Congressional Republicans are trying to pay for Trump’s proposed tax cuts by punishing top college donations. The university warns that the measures put financial aid at risk.
Who will benefit from President Trump’s “big and beautiful bill”?
The nation’s wealthy Americans will benefit from the Trump administration’s “big beautiful bills,” but the poorest will be left behind.
The spending bill passed in the U.S. House of Representatives will increase the taxes paid by the wealthiest private universities on the benefits of donor investment, mobile advocates say “woke up” the school reins, but critics say it hurt the poorest students the most.
Snagged between President Donald Trump’s massive tax and spending bill, which was passed slightly by the House on Thursday, is a proposal by which some universities pay taxes on investment returns of 1.4% to 21% at some of the nation’s most elite universities.
The measure, part of a bill headed for the Republican-controlled Senate, is seen as another front in Trump’s attacks on elite universities, which he calls overrun by left-wing extremist thinking and is a cradle of anti-American and anti-Semitic movements. On Thursday, the Trump administration revoked its ability to register Harvard international students, saying the university was illegal.
“If it’s too long, universities are being treated beneficially from tax laws while ignoring taxpayer interests,” said Jason Smith, a Missouri Republican and chairman of the House Ways and Means Committee, shortly after the committee passed the bill. A fact sheet released by Smith said the tax was “liable by elite universities operating like a woken up, major companies and other tax-free entities.”
Premier University says that most donations are attached to specific projects that donors require. So if they spend more money on taxes, they cannot make up for it from their contributions. Instead, they spend less elsewhere.

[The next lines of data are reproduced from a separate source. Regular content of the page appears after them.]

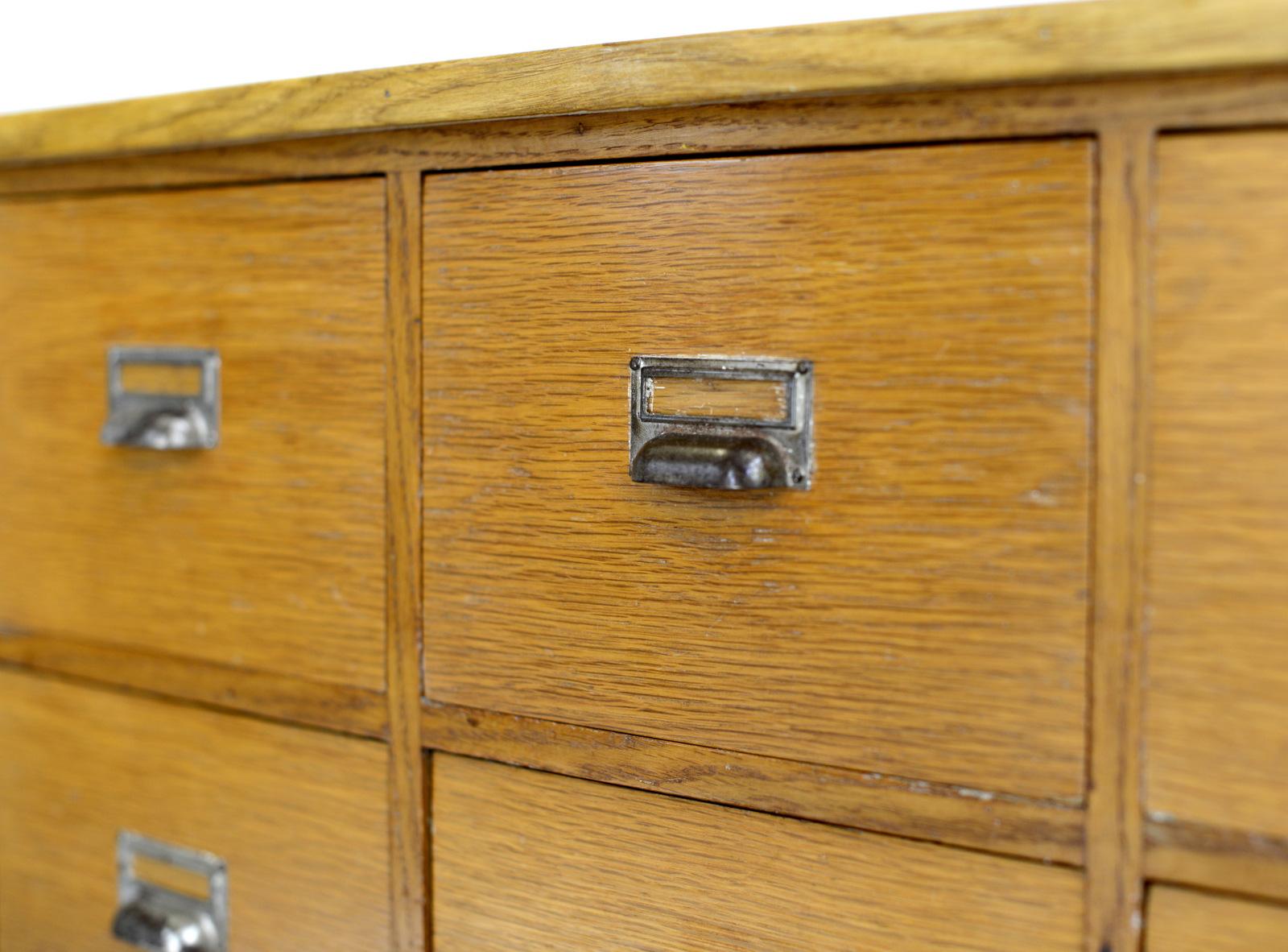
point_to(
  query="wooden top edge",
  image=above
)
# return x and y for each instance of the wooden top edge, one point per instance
(1017, 45)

Stanford University spokesman Luisa Rapport said the proposed tax hike will “directly reduce financial aid for undergraduate students, support for faculty and graduate students, and funding for research programs.”
MIT spokesman Kimberly Allen said the proposal was “basically taxes on national research and student aid, and MIT alone would cut hundreds of millions of dollars from its budget each year.”
Excellence, at-risk access
During Trump’s first term, the current 1.4% tax was levied on schools with contributions of more than $500,000 per student. That is, the size of the donation divided by the number of full-time students.
In 2023, 56 private schools paid their taxes, with receipts general of around $380 million, according to the IRS.
Under the new proposal, schools with a per-student contribution of more than $2 million will pay 21%. International students do not count as their denominator under the bill. This means that schools with students of a large population will be punished, like many elite universities that Trump has targeted.
Schools with per student contributions of between $1.25 million and $2 million will be taxed 14%. Schools with per-student contributions between $750,000 and $1.25 million will be taxed 7%. Additionally, those who donate between $500,000 and $750,000 per student will be subject to 1.4% tax.
The American Council of Education, a 1,600-member higher education lobbying and advocacy organization, has been fighting the donation tax since it was first created. Steven Bloom, who specializes in council tax issues and donations, said the new proposal would “take a very bad tax policy passed in 2017, making it more expensive and complicated.”
Philip Levine, a professor of economics at Wellesley College, estimates that the new tax will cost elite universities such as Harvard, Yale, Stanford, MIT and Princeton between $400 million and $850 million a year.
Levine said that despite the highest tuition prices, elite Ivy League schools with large donations can offer large financial aid packages to children from poor backgrounds.
“These are institutions that can provide excellence and access to low-income students,” Levine said. “Both of these are at risk in the presence of large donation taxes.”
Laura Wirick, managing principal at Meketa Investments, is a consulting firm that advises donations on how to allocate money, and said that if the highest proposed tax rate of 21% passes, it may not push money out of elite schools as donors.